Der Club als utopischer Freiraum

Parallel dazu entwickelte Safe the Dance einen Leitfaden für das Nachtleben, der online frei zur Verfügung steht. Ziel ist es, ein Bewusstsein für verschiedene Formen von Diskriminierung zu schaffen und den Veranstaltenden zugleich Werkzeuge an die Hand zu geben, um diese zu beseitigen. Der zentrale Begriff lautet Awareness, eine verstärkte Aufmerksamkeit oder Sensibilität für Probleme dieser Art. So soll ein Klima des gegenseitigen Respekts und der Rücksichtnahme entstehen.

Dieses Konzept eines Safe(r) Space ist durchaus ambitioniert, Döring sieht es aber in der utopischen Traditionslinie des Nachtlebens: “Clubs waren schon immer eine Experimentierwiese für eine bessere Gesellschaft im Kleinen.” Der Leitfaden soll erste Überlegungen in diese Richtung anleiten: Welche Atmosphäre soll geschaffen werden?
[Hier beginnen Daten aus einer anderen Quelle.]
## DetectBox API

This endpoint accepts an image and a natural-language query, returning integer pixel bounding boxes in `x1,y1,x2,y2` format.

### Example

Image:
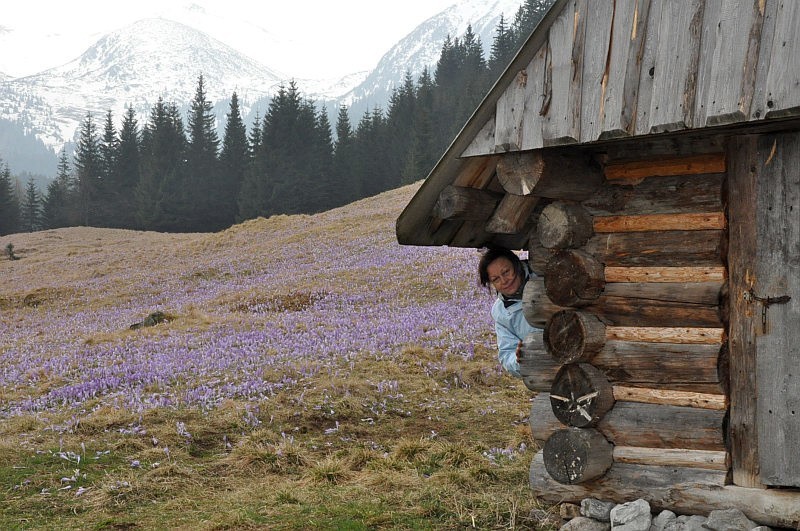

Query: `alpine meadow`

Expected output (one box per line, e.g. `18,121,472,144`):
0,185,560,529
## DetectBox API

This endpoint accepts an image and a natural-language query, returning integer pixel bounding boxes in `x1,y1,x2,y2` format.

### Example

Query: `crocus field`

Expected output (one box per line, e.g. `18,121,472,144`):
0,186,549,529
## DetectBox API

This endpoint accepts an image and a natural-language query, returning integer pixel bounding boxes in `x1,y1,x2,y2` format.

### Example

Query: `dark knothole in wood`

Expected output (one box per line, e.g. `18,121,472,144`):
542,428,614,485
542,309,606,363
544,250,605,306
536,201,594,249
550,363,614,428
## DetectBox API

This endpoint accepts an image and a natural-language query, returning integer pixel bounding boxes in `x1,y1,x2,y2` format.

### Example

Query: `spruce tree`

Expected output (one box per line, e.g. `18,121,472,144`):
220,92,250,225
331,105,360,206
20,178,42,232
42,150,77,229
136,98,186,231
0,159,20,236
114,106,142,229
184,74,223,231
96,110,120,227
75,113,102,227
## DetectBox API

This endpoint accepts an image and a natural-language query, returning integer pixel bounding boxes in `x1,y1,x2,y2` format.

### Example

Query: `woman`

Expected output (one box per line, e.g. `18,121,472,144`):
478,248,541,378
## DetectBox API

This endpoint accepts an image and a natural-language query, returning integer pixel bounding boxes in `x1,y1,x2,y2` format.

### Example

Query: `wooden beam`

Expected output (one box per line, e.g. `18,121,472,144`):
604,266,726,283
728,137,763,488
497,149,603,201
605,153,725,181
485,194,539,234
612,446,730,471
612,385,728,411
432,186,503,221
530,452,800,529
606,326,725,345
594,212,726,232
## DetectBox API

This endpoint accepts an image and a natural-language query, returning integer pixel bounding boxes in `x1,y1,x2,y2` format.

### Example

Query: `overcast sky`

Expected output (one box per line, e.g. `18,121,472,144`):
0,0,459,78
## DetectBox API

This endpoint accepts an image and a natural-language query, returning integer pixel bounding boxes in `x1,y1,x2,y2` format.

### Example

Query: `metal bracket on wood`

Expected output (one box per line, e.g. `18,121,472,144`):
744,288,792,334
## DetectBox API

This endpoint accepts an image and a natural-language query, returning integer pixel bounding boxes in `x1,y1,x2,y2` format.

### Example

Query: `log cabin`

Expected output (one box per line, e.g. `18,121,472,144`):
396,0,800,528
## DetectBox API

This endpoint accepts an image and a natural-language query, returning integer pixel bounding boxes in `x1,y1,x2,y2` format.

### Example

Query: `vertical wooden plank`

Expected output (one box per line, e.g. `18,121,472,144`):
634,0,669,135
600,0,650,139
755,133,800,487
461,116,495,157
494,70,529,153
728,137,761,487
766,0,800,118
696,0,764,125
522,46,547,151
650,0,705,133
542,0,586,146
580,2,617,142
750,0,780,120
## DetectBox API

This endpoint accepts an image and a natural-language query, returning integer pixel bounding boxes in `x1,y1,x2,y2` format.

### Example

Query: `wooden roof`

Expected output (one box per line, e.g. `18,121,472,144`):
396,0,800,248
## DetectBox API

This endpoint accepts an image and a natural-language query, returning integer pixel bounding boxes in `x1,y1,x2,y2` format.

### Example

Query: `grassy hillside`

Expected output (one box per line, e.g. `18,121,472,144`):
0,186,556,529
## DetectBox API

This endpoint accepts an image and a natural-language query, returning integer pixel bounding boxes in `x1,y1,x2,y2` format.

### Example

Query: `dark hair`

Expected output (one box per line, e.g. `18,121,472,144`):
478,247,524,287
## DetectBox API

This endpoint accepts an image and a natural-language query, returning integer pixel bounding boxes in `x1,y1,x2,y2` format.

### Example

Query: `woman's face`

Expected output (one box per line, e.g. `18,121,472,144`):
486,257,522,296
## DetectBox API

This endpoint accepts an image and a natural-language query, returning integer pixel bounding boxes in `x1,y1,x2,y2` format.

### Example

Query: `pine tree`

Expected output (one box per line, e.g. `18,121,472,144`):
331,105,360,206
220,92,250,225
136,98,186,231
185,74,223,231
114,107,142,229
42,150,77,229
75,113,102,227
0,159,20,236
95,110,120,227
489,15,517,79
20,178,42,232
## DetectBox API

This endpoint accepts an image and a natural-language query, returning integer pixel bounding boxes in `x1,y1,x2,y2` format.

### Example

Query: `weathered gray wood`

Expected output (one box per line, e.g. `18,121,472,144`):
530,393,725,451
529,452,800,529
765,1,800,118
751,132,800,487
522,277,565,328
542,0,586,146
521,46,547,150
650,0,705,133
728,137,762,487
579,1,616,142
634,0,671,135
749,0,780,120
537,201,594,249
497,149,603,201
550,363,614,428
461,115,495,157
704,0,764,125
542,309,606,363
544,250,605,306
494,70,530,153
585,230,727,267
519,332,561,392
590,0,650,139
486,194,539,234
581,173,725,215
433,186,503,221
542,428,614,485
597,402,725,450
591,341,720,385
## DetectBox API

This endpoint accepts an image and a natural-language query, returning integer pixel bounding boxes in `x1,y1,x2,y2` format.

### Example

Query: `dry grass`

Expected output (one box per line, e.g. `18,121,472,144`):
0,187,558,531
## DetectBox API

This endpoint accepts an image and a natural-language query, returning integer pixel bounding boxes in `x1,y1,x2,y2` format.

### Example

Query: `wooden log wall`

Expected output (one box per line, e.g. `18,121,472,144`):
520,153,730,487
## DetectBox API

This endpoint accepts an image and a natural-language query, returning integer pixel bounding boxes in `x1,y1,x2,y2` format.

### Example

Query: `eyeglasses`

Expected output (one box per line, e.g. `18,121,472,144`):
489,267,516,286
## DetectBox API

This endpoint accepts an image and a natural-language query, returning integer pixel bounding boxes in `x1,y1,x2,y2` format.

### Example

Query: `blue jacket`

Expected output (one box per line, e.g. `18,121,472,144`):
492,262,542,378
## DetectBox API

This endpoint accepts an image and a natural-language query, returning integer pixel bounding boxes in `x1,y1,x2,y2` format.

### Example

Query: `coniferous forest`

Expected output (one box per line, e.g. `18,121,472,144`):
0,0,552,235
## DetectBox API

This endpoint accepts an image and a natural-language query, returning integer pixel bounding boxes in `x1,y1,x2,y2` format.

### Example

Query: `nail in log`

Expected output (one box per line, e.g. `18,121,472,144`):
550,363,614,428
543,428,613,485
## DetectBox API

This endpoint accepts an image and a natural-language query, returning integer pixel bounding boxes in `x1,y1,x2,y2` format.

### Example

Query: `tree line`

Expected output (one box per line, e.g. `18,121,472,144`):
0,0,552,235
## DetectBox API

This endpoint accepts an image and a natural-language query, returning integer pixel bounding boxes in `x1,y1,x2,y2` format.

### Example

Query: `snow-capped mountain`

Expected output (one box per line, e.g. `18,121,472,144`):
344,0,522,106
0,0,522,178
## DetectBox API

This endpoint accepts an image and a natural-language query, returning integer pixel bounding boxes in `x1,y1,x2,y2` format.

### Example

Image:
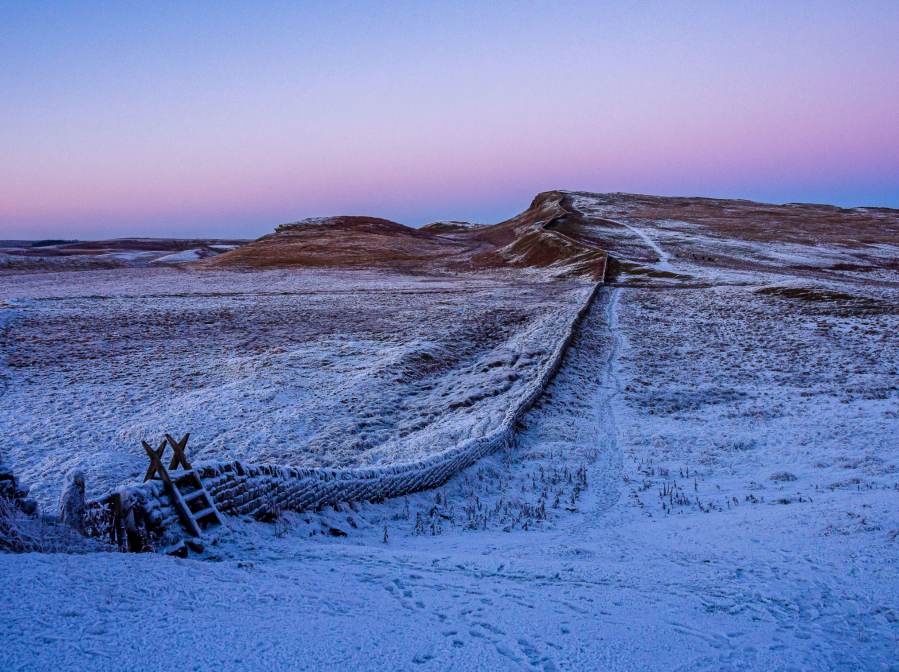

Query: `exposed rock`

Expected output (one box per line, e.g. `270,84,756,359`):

Wie wird mit Konflikten und Übergriffen umgegangen? Wie vielfältig ist die Stammkundschaft, wie lässt sie sich gegebenenfalls erweitern?

Auch räumliche Aspekte wie Barrierefreiheit, Rückzugsorte oder geschlechtsneutrale Toiletten werden dabei verhandelt. All diese Fragen sollen nicht nur reflektiert, sondern daran anknüpfend auch aktiv kommuniziert werden – etwa mithilfe von Postern, Flyern und PR-Arbeit in mehreren Sprachen.

Zwischen Aufbruch und Krisenmodus

Das Feedback zum Leitfaden innerhalb der Szene sei sehr positiv, freut sich Döring. Einzig der Zeitpunkt der Veröffentlichung war in gewisser Hinsicht unglücklich: Mehr als eineinhalb Jahre mussten die Clubs geschlossen bleiben, erst im Oktober konnte es wieder losgehen – bis die Landesregierung angesichts der explodierenden Infektionszahlen kürzlich erneut den Stecker zog. Angesichts von Personalmangel, Überbrückungskrediten und einer allgemeinen Krisenstimmung hätten viele Betriebe bisher kaum Zeit und Musse gefunden, um sich im Detail mit dem Leitfaden auseinanderzusetzen und ihn praktisch umzusetzen, so der stellvertretende Leiter der Fachstelle.

Nichtsdestotrotz sieht er sowohl einen gewissen Bedarf, als auch großes Interesse in der Münchner Popszene. Clubbetreiber*innen, Personal, Kreative und Bands: Sie alle können zu Multiplikatoren werden, um ein neues Bewusstsein in der Community zu schaffen. Auch mithilfe von Schulungen und Ressourcen wie dem Leitfaden ließen sich immer wieder Impulse und Denkanstöße bieten. Fest steht für Jakob Döring allerdings, dass es sich dabei nur um eine langfristige Zielsetzung handeln kann: “Es ist auf jeden Fall immer ein Prozess.”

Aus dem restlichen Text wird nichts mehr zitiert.